On se tromperait pourtant à trop l'accuser. L'unité malgache est non moins réelle et non moins visible. Madagascar aussi vaste soit-elle, est une île, et c'est le propre des îles que l'unité dans le disparate. La rigueur des limites compense les diversités internes. Insularité signifie immigrations successives et cohabitations cloisonnées. Madagascar est le point d'aboutissement d'innombrables migrations : les races mélanésiennes se sont métissées d'Afrique et la première écriture se fit en caractères arabes. Mais deux unités fondamentales et susceptibles de s'imprimer sur toute la politique ; l'unité linguistique et l'unité religieuse. Sur ce point, comme d'ailleurs sur beaucoup d'autres, Madagascar ne souffre aucune comparaison avec l'Afrique. Le Malgache est compris et parlé partout. S'il comporte une variété dialectale, elle ne dépasse pas celle qu'on peut observer en Italie.

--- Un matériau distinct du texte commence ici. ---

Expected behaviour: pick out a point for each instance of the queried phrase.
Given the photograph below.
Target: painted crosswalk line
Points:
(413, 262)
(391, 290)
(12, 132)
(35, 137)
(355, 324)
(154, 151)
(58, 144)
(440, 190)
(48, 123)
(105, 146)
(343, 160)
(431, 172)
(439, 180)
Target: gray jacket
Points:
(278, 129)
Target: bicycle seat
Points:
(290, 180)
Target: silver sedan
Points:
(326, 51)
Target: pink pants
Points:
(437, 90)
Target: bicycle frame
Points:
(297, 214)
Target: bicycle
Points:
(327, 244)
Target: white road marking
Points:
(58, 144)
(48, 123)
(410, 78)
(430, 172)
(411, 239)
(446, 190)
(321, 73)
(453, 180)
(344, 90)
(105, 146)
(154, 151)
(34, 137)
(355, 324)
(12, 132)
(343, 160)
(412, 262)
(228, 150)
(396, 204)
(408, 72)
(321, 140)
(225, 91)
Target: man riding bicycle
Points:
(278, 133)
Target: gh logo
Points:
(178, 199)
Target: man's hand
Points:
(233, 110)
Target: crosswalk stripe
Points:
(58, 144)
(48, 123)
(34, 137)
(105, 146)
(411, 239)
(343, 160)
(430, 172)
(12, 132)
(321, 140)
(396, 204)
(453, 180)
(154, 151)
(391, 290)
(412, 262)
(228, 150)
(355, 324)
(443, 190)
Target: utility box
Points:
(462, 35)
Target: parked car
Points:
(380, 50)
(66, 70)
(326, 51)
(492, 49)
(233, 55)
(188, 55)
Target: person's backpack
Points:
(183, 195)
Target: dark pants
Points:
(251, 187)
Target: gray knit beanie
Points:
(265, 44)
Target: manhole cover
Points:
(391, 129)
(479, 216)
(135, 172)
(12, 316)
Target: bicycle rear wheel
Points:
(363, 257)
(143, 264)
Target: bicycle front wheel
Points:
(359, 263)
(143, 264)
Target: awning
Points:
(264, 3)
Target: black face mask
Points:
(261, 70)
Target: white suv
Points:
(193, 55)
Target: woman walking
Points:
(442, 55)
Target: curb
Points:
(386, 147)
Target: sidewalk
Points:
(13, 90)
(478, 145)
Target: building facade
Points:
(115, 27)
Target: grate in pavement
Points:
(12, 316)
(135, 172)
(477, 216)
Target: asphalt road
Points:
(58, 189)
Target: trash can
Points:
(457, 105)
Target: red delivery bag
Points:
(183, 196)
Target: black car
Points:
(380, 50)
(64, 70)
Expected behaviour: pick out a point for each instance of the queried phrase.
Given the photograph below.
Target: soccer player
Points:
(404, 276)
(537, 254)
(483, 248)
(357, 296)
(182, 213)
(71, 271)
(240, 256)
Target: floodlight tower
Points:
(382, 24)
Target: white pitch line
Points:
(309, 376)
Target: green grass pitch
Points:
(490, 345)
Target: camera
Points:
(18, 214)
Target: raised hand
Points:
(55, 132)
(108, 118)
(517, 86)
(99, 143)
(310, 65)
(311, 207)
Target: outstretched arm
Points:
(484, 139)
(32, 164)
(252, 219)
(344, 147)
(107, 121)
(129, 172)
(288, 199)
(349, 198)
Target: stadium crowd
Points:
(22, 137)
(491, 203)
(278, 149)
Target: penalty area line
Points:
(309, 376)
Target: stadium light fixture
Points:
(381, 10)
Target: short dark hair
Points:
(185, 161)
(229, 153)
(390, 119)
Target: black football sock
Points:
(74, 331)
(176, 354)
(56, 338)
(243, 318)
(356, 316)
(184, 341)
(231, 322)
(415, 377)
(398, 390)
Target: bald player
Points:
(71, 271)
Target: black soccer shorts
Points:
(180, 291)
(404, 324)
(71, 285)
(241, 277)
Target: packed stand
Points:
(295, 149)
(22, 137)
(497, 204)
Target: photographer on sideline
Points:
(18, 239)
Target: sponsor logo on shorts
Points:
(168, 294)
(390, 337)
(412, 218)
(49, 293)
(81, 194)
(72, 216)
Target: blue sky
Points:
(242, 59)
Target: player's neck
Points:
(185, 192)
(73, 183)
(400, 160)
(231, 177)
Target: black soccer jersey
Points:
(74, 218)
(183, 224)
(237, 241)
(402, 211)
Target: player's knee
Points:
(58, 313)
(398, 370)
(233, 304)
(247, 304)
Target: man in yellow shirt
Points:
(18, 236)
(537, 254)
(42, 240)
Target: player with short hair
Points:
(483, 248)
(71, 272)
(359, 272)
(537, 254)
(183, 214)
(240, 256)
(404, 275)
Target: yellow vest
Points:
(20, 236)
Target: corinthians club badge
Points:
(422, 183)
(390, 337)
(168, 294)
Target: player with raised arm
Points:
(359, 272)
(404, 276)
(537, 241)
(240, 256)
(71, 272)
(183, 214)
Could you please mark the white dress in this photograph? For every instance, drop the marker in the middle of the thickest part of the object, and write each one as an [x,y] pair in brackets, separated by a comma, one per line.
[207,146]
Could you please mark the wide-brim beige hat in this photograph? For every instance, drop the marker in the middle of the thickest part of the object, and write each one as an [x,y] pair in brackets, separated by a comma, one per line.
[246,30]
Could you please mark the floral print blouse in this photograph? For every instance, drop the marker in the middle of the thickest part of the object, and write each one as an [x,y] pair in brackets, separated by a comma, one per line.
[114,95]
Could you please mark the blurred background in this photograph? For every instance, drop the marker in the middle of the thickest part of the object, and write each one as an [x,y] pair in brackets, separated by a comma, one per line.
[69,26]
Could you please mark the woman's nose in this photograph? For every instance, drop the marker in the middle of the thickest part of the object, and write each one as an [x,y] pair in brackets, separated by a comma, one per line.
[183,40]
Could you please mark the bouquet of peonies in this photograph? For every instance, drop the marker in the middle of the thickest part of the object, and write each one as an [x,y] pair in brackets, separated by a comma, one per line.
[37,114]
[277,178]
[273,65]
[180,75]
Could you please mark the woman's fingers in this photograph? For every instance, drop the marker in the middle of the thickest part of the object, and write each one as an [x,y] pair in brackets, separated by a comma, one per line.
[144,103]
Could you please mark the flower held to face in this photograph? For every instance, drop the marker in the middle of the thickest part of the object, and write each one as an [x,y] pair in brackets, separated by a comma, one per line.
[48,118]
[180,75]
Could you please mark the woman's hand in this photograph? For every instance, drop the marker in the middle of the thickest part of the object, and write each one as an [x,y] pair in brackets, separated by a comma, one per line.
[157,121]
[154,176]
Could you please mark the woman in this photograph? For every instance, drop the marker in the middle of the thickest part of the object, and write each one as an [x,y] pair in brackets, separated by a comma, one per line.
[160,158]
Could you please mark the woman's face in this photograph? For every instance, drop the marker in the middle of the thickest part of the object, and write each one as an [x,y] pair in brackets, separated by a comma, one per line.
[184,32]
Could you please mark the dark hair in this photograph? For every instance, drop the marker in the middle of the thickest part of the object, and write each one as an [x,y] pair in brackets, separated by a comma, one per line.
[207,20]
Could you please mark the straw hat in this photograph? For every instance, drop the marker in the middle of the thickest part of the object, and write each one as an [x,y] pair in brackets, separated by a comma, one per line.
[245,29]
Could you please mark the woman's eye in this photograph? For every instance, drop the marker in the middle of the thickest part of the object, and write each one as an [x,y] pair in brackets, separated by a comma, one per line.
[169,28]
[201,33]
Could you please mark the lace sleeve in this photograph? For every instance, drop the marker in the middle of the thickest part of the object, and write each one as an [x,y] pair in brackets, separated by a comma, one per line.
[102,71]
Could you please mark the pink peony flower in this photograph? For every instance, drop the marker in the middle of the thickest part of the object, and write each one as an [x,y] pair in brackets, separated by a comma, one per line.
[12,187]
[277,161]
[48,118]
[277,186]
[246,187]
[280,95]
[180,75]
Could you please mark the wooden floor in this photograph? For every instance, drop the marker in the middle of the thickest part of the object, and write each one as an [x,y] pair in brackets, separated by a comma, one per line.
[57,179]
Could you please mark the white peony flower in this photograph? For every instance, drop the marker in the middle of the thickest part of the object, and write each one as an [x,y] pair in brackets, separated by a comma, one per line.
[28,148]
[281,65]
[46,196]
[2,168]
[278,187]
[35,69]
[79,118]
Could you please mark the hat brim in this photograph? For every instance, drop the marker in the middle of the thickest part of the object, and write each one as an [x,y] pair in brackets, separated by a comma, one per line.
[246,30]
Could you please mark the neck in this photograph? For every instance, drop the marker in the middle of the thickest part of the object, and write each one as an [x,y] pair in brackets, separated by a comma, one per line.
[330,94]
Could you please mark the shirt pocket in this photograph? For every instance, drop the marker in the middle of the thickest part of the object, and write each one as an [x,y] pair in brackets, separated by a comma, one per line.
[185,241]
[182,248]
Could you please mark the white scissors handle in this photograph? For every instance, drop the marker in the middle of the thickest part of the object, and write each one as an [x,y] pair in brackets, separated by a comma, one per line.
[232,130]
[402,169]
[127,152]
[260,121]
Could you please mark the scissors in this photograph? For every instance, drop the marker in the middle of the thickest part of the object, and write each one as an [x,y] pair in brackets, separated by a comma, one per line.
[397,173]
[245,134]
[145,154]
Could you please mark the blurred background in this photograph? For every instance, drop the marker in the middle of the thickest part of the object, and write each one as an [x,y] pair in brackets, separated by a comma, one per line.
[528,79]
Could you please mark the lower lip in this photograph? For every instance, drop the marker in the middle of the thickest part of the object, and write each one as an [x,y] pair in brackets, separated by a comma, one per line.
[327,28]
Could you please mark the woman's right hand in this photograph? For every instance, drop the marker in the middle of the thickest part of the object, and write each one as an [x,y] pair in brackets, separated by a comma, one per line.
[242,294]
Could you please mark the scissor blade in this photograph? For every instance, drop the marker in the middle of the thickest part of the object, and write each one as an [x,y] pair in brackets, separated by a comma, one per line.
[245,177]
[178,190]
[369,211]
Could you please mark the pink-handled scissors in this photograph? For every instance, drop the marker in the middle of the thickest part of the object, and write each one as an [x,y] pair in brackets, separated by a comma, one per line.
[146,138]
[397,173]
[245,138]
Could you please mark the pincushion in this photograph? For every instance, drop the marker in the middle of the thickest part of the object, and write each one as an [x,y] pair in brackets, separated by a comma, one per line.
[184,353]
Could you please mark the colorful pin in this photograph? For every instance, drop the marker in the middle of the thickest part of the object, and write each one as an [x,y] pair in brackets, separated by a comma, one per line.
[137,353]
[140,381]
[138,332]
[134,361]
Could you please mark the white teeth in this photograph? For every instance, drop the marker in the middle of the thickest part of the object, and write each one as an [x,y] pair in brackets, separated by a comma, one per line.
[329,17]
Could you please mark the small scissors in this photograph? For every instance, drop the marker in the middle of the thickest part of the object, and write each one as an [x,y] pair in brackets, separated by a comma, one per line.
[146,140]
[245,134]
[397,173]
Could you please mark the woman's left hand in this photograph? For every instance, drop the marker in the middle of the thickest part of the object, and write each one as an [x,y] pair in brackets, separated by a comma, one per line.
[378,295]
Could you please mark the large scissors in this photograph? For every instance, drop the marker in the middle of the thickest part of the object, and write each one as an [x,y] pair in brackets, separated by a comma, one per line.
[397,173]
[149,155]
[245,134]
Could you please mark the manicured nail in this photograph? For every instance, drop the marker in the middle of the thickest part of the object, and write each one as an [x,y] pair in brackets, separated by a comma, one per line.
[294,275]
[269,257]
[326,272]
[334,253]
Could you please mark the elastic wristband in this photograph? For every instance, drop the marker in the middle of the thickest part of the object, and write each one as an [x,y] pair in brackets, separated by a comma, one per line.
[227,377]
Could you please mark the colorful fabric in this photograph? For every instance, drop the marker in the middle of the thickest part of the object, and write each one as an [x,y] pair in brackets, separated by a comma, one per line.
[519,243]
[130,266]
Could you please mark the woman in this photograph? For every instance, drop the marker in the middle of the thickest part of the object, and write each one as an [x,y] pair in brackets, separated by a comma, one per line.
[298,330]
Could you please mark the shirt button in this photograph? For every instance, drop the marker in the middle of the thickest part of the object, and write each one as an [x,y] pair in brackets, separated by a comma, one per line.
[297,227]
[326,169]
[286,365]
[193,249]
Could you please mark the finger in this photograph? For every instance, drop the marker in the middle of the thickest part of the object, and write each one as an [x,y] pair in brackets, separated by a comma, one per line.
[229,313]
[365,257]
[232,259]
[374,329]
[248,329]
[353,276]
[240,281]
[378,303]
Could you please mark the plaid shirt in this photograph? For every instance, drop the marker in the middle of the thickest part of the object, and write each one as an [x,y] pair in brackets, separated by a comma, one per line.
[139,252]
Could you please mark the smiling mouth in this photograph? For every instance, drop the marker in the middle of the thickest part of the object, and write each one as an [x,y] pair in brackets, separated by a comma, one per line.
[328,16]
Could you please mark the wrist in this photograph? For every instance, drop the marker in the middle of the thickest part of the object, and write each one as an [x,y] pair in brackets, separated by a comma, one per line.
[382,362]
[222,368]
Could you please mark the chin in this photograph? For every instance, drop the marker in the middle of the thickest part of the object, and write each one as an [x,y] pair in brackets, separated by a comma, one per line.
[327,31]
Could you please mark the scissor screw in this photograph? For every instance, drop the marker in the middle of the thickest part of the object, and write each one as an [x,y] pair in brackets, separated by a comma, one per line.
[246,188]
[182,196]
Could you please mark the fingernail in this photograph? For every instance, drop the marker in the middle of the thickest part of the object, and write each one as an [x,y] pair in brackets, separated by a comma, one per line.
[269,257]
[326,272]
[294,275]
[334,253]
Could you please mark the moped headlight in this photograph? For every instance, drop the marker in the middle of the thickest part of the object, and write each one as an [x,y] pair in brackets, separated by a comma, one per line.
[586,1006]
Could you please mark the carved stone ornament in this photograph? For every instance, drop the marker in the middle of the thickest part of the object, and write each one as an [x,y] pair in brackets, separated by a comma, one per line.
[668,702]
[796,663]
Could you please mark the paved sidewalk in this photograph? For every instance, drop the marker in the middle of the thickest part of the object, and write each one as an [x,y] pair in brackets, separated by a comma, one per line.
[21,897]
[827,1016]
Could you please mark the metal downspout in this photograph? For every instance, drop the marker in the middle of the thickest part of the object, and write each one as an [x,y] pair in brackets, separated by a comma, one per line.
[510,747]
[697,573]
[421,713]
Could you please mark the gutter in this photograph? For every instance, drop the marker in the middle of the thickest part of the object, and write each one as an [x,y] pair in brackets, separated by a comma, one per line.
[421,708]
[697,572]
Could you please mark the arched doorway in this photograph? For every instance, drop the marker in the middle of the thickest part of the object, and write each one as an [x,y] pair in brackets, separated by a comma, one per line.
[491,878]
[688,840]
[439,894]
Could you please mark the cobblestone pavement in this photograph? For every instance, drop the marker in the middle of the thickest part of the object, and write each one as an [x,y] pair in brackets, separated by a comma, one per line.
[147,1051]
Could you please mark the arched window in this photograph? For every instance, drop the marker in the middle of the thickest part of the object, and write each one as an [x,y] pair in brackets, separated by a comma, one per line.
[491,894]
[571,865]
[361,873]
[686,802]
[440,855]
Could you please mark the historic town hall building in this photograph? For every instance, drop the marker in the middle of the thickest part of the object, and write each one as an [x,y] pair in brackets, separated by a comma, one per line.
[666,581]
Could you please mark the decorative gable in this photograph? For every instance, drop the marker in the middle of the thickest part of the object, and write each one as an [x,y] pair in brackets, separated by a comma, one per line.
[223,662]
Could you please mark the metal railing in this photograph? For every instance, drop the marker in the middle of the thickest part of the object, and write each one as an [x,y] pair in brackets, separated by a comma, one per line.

On trouve là, indéniablement, le ciment d'une nationalité. Unité religieuse aussi : celle d'un christianisme à peu près partout reconnu. Les Musulmans, la plupart des ismaéliens sont une poignée et presque personne n'ose plus se dire païen. Mais surtout unité syncrétiste au-delà du christianisme. Les morts règnent à Madagascar. Catholiques et protestants en sont obsédés comme naguère les païens. Enterrements et exhumations périodiques sont les grands événements de l'année. La psychologie religieuse de Madagascar reste animiste, culte des morts protecteurs ou persécuteurs des villages, caractère sacré du riz ou du bœuf. Cet animisme pénètre toute la vie sous le « masque social » de la religion. On peut sur ce point dire du Malgache ce que Marcel Griaule affirmait de l'Africain : « … le religieux, le juridique, le social, le technique reposent sur une conception du monde dont les principes métaphysiques se retrouvent dans chacun d'eux, d'une part, et que, d'autre part, chaque acte, fait ou chose comporte souvent une juxtaposition de plusieurs de ces aspects ».

Bien des anecdotes permettraient d'illustrer ce caractère religieux de la politique, avec tout ce qu'il comporte d'ésotérisme. Je sais, lors de récentes élections, des leaders politiques élevés à l'européenne et occupant de hautes situations qui ont échangé des serments la nuit devant le tombeau de la Reine. Non pas romantisme, mais référence à ces morts qui gouvernent les vivants. Il est mince aussi, le vernis de l'assimilation.

À ces facteurs naturels d'unité, la colonisation française a ajouté son extraordinaire capacité d'uniformisation. De 1885 à 1895 nous désunie, mal soumise à l'impérialisme hova de la Reine. Galliéni a imposé un système impérialiste uniforme. Il a mis partout en place des fonctionnaires appartenant à la race la plus évoluée, c'est-à-dire aux Merinas. La France, inconsciemment, a procédé à une « imérinisation » de Madagascar. Elle devait par la suite tenter de réagir mais trop tard. Le fait n'est pas isolé, Lyautey a créé l'unité marocaine contre laquelle on improvisa en 1930 une politique berbère périmée. Alors qu'en un siècle et demi nous avions forgé l'unité algérienne et après trois ans de lutte nationaliste le plan Champeix puis la loi-cadre avaient prétendu découper l'Algérie en tranches, politiques tardives qui aboutissent à perdre sur tous les tableaux. Par son administration omni-présente et omni-compétente la France a été le principale artisan de l'unité malgache.